CFTC Charges Firm With Manipulating Oil Prices
Friday, July 25, 2008
The agency that regulates commodity trading yesterday charged a Dutch firm, Optiver Holding, and its U.S. subsidiary with manipulating the price of crude oil, heating oil and gasoline, marking the first case to arise from the body's investigation into the energy markets.
In its complaint, which was filed in U.S. District Court for the Southern District of New York, the Commodity Futures Trading Commission accused three employees of engaging in illegal trades called "banging the close." The phrase refers to buying or selling large volumes of commodity contracts in the closing moments of a trading day. The movement in prices then benefits the traders' other holdings.
CFTC officials said Optiver traders used this scheme over 11 days in March 2007 to influence the price of several benchmark energy commodities, including West Texas Intermediate crude oil and New York Harbor heating oil.
In five instances, the traders were successful in moving the price up or down to benefit their investment bets, the CFTC officials said. The complaint alleges that the traders pocketed $1 million through the scheme.
Steven Schwab, a spokesman for Optiver, did not return calls seeking comment. On its Web site, Optiver identifies itself as a 22-year-old company and a large derivatives trader with offices in Amsterdam, Sydney and Chicago.
Under pressure from lawmakers to keep a tighter rein on commodity trading, the CFTC unveiled the charges a day before the Senate was set to vote on legislation aimed at curbing excessive speculation.
"The CFTC has every incentive to show that the cop is on the beat and is doing his job," said Kevin Book, senior vice president for Friedman, Billings, Ramsey Group, an Arlington investment firm. "No regulator likes the direct scrutiny of Congress or the threat of sweeping new obligations or worse yet, the loss of regulatory authority."

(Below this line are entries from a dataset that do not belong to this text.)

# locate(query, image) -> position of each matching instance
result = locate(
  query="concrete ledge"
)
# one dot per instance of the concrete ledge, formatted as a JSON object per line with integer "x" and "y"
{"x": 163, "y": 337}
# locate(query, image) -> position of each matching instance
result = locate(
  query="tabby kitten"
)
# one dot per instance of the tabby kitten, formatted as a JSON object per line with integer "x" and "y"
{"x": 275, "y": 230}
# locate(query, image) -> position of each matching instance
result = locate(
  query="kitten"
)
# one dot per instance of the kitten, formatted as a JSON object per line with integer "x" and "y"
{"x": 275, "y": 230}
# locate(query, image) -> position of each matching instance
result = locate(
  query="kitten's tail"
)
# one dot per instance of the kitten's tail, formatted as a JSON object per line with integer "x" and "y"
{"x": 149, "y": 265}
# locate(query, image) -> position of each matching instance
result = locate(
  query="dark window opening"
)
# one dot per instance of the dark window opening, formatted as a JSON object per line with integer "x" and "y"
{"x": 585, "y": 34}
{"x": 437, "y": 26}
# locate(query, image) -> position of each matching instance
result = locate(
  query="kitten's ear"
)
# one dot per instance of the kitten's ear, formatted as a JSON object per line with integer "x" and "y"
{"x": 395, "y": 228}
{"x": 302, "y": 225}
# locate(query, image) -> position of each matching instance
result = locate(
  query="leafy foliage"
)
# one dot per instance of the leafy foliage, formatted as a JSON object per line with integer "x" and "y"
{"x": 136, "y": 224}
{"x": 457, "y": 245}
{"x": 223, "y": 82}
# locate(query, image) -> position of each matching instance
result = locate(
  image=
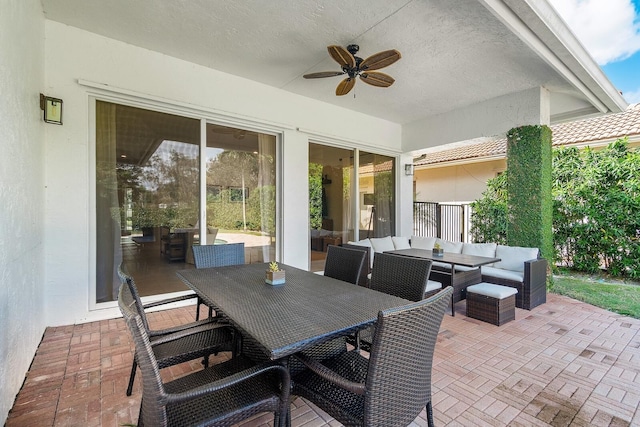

Stephen J. Obie, acting enforcement director of the CFTC, said the agency was not trying to influence the Senate vote. "As you can see, this case was ready. This was not a politically motivated case," Obie said during a news conference.
The agency is investigating "dozens" of energy-manipulation cases and will announce each one when the probes uncover evidence of illicit behavior, Obie added.
The CFTC has intensified its scrutiny of energy markets as the price of a gallon of gasoline soared above $4 and as crude oil reached a record $147 a barrel earlier this month. The price of oil has since fallen, settling above $125 yesterday.
Earlier this year, the commission took what it described as the "extraordinary step" of announcing its nationwide probe into illicit trading in energy markets.
In the complaint announced yesterday, the commission accused Optiver chief executive Bastiaan van Kempen of making false statements and concealing the scheme.
Christopher Dowson, Optiver's head trader, and Randal Meijer, a supervisor, were also named in the suit. They were recorded in a telephone conversation describing the trades as "a fun game" and pondering whether they could expand to sugar, wheat or corn trading, according to the CFTC.
They also discussed working out a fake story in case regulators asked questions, the CFTC said. "You should milk it for right now because you never know how long this thing is going to last," one of the employees was quoted as saying by a CFTC investigator.
If found guilty, the firm faces civil penalties, such as large fines. Criminal charges would have to be brought separately by law enforcement officials. CFTC officials declined to comment on whether they have been in touch with the Department of Justice on the matter.
Meanwhile, in Congress, a bill proposed by Senate Majority Leader Harry M. Reid (D-Nev.) was scheduled for a vote today. The measure, which Wall Street firms have vigorously opposed, would impose tough limits on how many contracts financial actors can hold at any one time.
But Republicans, stymied in their efforts to include an amendment that would lift bans on offshore oil drilling, said they might use procedural tactics to prevent the measure from a floor vote.